Circe, the digital platform connecting women to therapist-led online group therapy, has been awarded £100,000 by Innovate UK through the Founders Factory Biomedical Accelerator. The news comes less than a year after Co-Founder Claudia Radu took home the top prize in the Medical Devices and Therapeutics category at Women's Health Week Europe 2025, and the momentum hasn't slowed since. The funding will be used to build out the AI infrastructure that makes delivering therapy groups at scale operationally viable.
The problem Circe is solving
Over a million women in the UK are currently waiting for mental health support, facing waits of up to 18 months through the NHS or private fees that put consistent care out of reach. The bottleneck isn't demand. It's capacity.
One-to-one therapy cannot scale fast enough to close that gap. Group therapy can. Clinically proven to be as effective as individual therapy, it allows a single therapist to support up to ten times more patients at a fraction of the cost. The reason it remains underused comes down to operational complexity, matching the right people into the right groups and delivering structured programmes is time-consuming and difficult to manage manually. That is the problem Circe is built to solve.
What the funding unlocks
The £100,000 award will go towards building out Circe's platform, which automates the two functions that currently make group therapy difficult to scale: matching and programme delivery.

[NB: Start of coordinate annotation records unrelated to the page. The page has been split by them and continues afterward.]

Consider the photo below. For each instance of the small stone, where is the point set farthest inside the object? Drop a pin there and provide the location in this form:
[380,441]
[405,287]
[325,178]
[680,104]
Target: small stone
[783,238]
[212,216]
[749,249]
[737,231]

Circe's AI-enabled matching algorithm uses member data to form well-suited groups and tailor content to each cohort, with the goal of improving both retention and clinical outcomes. The funding enables the company to roll out the full platform, grow its distribution network, and serve its first cohorts of paying members.
As Claudia Radu, Co-Founder of Circe, explains:
"Our vision is a world in which no one goes through it alone. There is an undeniable mental health crisis in our society, and we know that delivering therapy groups at scale can help ease that burden. And it goes deeper than capacity: according to a Mind report last year, half of those seeking therapy were driven, in part, by loneliness. Somewhere along the way, the mental healthcare sector forgot what it means to be human. With Circe, we hope to root mental wellbeing back into human connection."
Where Circe is now
The company has an MVP and has spent the past six months on user validation, running two test groups across different therapy themes and formats. 92% of participants self-reported an improvement in their mental health. The team is now building out the full platform ahead of a consumer launch, and is actively testing insurers and employee assistance programmes as distribution channels.
The Innovate UK award marks Circe's first significant external funding milestone, and follows its selection for the Founders Factory Biomedical Accelerator in November 2024, just four months into the company's journey.